La colpa non è solo delle persone che non mostrano il minimo rispetto per l’ambiente e la salute della flora marina e terrestre oltre che a quella per l’uomo, ma anche delle grandi multinazionali che dovrebbero farsi carico di ridurre gli imballaggi di plastica a favore di materiali biodegradabili. A questo proposito Greenpeace ha lanciato una petizione, sottoscritta da più di tre milioni di persone, in cui si chiede ai grandi produttori come Nestlè, Unilever, Coca-Cola, Pepsi, Ferrero, San Benedetto, Colgate, Danone, Johnson & Johnson e Mars di intraprendere una nuova strada che prevede l’abbandono totale della plastica monouso.
Greenpeace si schiera anche a difesa, e promuove, il rapporto del Ciel (Center for International Environmental Law) in cui viene evidenziato come: “Le materie plastiche presentano differenti rischi per la salute umana in ogni fase del loro ciclo di vita: dalle sostanze chimiche pericolose rilasciate durante l'estrazione del petrolio e la produzione delle materie prime, all'esposizione agli additivi chimici rilasciati durante l'utilizzo delle materie plastiche, per terminare con l'inquinamento dell'ambiente e del cibo che può derivare dal rilascio di plastica nell'ambiente”. Giuseppe Ungherese, responsabile campagna Inquinamento di Greenpeace Italia, commenta quanto scritto nel rapporto, osservando che: “I rischi per la salute sono stati ignorati per troppo tempo, un atteggiamento che va contro le regole basilari della prevenzione che dovrebbero guidare le scelte istituzionali e delle multinazionali e venire prima dei profitti”. Nel rilevare che è necessario iniziare a eliminare definitivamente la plastica, a partire dall'usa e getta, Ungherese ricorda che "il ricorso a questo materiale, oltre a devastare il Pianeta, continua a mantenerci dipendenti dai combustibili fossili, contribuendo ai cambiamenti climatici”.
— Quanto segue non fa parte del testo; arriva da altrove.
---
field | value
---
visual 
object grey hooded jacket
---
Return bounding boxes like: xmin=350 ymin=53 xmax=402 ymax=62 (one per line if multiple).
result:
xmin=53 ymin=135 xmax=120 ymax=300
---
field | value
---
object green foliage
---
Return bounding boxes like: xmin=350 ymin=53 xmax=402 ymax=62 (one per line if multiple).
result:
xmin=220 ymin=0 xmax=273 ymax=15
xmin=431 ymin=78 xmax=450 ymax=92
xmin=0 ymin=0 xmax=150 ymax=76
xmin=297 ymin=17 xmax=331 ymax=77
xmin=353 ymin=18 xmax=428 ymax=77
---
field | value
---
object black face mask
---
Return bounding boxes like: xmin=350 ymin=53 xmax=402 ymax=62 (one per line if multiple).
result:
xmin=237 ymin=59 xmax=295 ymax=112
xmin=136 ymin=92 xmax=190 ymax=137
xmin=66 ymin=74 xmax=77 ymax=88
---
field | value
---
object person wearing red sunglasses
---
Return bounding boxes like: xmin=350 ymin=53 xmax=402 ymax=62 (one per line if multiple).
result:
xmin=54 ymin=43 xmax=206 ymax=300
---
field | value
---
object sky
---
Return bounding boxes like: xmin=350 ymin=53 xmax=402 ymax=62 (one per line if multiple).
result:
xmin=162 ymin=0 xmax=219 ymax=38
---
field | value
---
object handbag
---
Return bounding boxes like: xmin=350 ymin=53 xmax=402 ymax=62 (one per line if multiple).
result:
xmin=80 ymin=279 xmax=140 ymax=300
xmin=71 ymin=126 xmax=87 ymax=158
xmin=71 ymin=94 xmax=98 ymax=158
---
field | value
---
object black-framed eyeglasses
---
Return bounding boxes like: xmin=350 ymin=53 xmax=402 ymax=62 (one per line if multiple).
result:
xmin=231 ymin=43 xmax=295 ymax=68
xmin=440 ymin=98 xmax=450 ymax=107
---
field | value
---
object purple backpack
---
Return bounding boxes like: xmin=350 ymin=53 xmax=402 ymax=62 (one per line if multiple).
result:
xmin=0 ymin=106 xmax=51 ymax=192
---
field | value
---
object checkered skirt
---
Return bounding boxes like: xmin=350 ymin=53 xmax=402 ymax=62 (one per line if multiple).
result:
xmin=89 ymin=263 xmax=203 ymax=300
I dati e le centinaia di ricerche condotte sull’impatto della plastica negli oceani e mari che, oltre a colpire flora e fauna prima e l’uomo poi, non mentono: una seria crisi è in atto e sta mettendo a dura prova l’ecosistema. Oggigiorno negli oceani sono presenti oltre 150 milioni di tonnellate di plastica, se non si interviene ora per arginare il fenomeno e cambiare rotta, domani sarà troppo tardi.